Absolument, car on voit que le calendrier est très resserré. Les propositions d’API de Google sont très récentes. Sincèrement, on ne voit pas comment cela peut arriver à la fin de l’année. Les risques pour l’open web sont énormes. L’IAB TechLab vient de saisir de la question, il y a quelques semaines. Ils ont listé les 40 cas d’usage de la publicité en ligne : diffuser une vidéo, mesurer l’audience, la cibler etc. Sur les 40, seulement 10 sont supportés par la Privacy Sandbox. Et personne n’a encore conscience du potentiel séisme que cela peut avoir pour les médias et la publicité en ligne. Si on ne peut plus mesurer la performance, cibler, sur l’open web, que va-t-il se passer ? Les annonceurs ne pourront le faire que sur les environnements fermés, les plateformes. L’IAB TechLab explicitait après son analyse que Chrome jouait, avec ces nouveaux outils, le rôle d’un SSP et d’un adserveur. Donc quid de l’existence des SSP actuels dans un monde post Privacy Sandbox ? Aujourd’hui, aucune étude n’a été réalisée sur l’impact économique de ce mouvement de marché. Donc oui, nous sommes inquiets, mais aussi concentrés, et nous poursuivons notre travail et nos échanges avec Google pour faire de la pédagogie auprès de nos membres. On ne peut pas nous reprocher de ne pas jouer le jeu. Notre but c’est de trouver un modèle qui convienne à tout le monde. Je reste positif sur le fait que l’on arrive à trouver des solutions. En revanche, les délais me semblent impossibles vu l’état des travaux et le marché à l’heure actuelle. Le péché originel, c’est que Google a fait du solutionnisme. Ils ont annoncé la fin des cookies sans avoir de réponse concrète.

Mais l’autorité britannique (CMA) qui encadre tout ce projet devrait trancher ce débat, justement, cet été…

Mais c’est une question cela aussi. Doit-on reconnaître la CMA en France ? Google a annoncé partout dans le monde qu’il reconnaîtrait sa décision. Mais d’autres plaintes sont en cours, notamment au niveau de l’Union européenne. Si on travaille avec le Royaume-Uni, que l’on regarde ce qu’il se passe, est-il légitime, finalement, d’accepter que l’avenir de l’Open Web français se décide là-bas ? C’est un vrai débat de fond.

Cela fait un an et demi que l’IAB et la MMA ont fusionné pour créer l’Alliance Digitale. Quel bilan tirez-vous de cette association ?

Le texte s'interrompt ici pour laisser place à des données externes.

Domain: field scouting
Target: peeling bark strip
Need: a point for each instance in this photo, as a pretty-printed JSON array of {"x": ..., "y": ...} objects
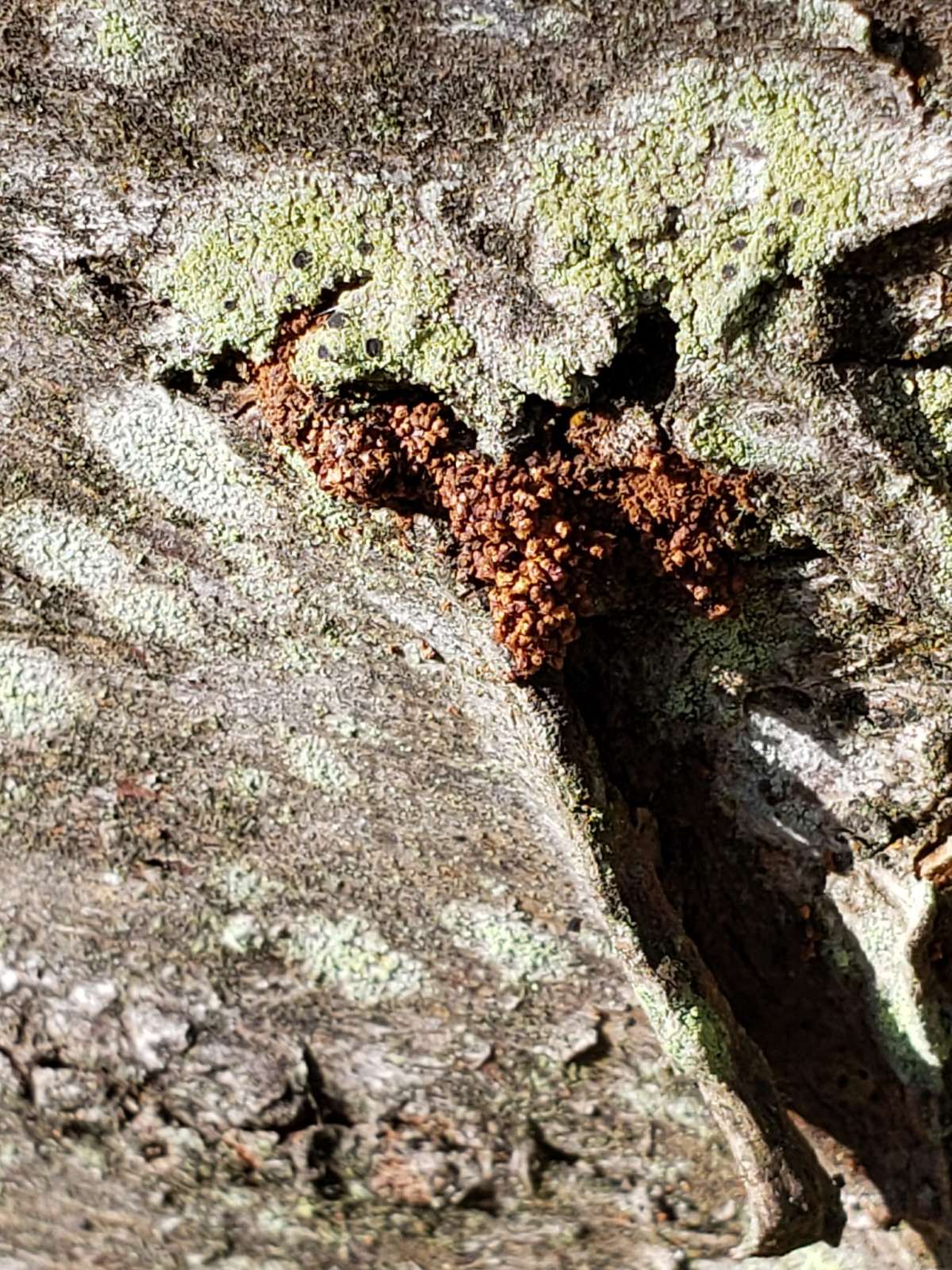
[{"x": 531, "y": 527}]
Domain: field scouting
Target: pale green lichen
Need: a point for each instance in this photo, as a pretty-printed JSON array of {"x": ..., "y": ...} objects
[
  {"x": 127, "y": 44},
  {"x": 353, "y": 958},
  {"x": 509, "y": 940},
  {"x": 659, "y": 203},
  {"x": 835, "y": 25},
  {"x": 38, "y": 695},
  {"x": 935, "y": 398},
  {"x": 691, "y": 1032}
]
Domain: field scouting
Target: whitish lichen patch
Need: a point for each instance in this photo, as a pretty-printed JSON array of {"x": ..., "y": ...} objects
[
  {"x": 177, "y": 452},
  {"x": 61, "y": 550},
  {"x": 520, "y": 950},
  {"x": 321, "y": 762},
  {"x": 38, "y": 695},
  {"x": 353, "y": 958}
]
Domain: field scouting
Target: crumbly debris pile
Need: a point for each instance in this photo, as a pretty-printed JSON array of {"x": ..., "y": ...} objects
[{"x": 532, "y": 529}]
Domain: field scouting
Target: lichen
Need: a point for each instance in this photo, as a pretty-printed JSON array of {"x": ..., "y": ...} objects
[
  {"x": 38, "y": 695},
  {"x": 175, "y": 451},
  {"x": 129, "y": 44},
  {"x": 509, "y": 940},
  {"x": 317, "y": 761},
  {"x": 353, "y": 958},
  {"x": 888, "y": 916},
  {"x": 692, "y": 1034},
  {"x": 63, "y": 550},
  {"x": 933, "y": 389},
  {"x": 657, "y": 203}
]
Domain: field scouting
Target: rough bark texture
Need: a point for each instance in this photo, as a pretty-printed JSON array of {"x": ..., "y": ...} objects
[{"x": 323, "y": 941}]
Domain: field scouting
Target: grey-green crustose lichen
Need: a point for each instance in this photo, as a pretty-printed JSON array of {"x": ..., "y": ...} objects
[
  {"x": 662, "y": 202},
  {"x": 672, "y": 210}
]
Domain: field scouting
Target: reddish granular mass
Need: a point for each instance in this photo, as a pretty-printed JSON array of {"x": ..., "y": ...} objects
[{"x": 532, "y": 529}]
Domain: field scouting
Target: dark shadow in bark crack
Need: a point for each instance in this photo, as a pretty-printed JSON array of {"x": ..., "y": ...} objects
[{"x": 755, "y": 903}]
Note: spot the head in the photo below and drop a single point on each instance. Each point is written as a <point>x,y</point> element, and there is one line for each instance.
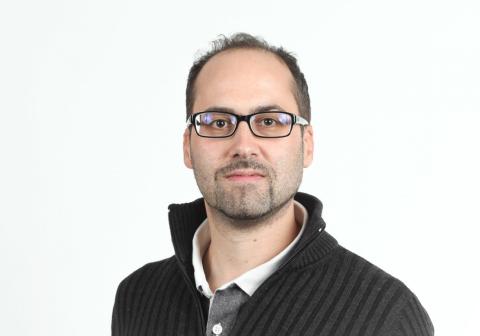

Cette alliance était une question de moyens. Face à des enjeux tellement forts pour le numérique, nous ne pouvions pas nous reposer sur des bénévoles associatifs. Le but était de professionnaliser l’association professionnelle. Et ça, c’est un objectif réussi. Nous avons une vingtaine de groupes de travail, cinq permanents, sans compter les consultants qui travaillent pour nous. Et nous allons embaucher un chief technic officer pour suivre les sujets plus techniques avec l’IAB TechLab. Nous projetons de lancer une étude d’impact sur l’inflation, avec Julie London, vice-présidente de l’association en charge des marques, avec les annonceurs qui sont aussi parmi nos membres. Mais tout cela n’est encore que le début de l’histoire pour l’Alliance Digitale. Il y a 9 000 entreprises en France dans le marketing digital, et l’Alliance a vocation à s’agrandir. J’espère qu’on pourra faire d’autres annonces sur ce sujet dans les prochains mois.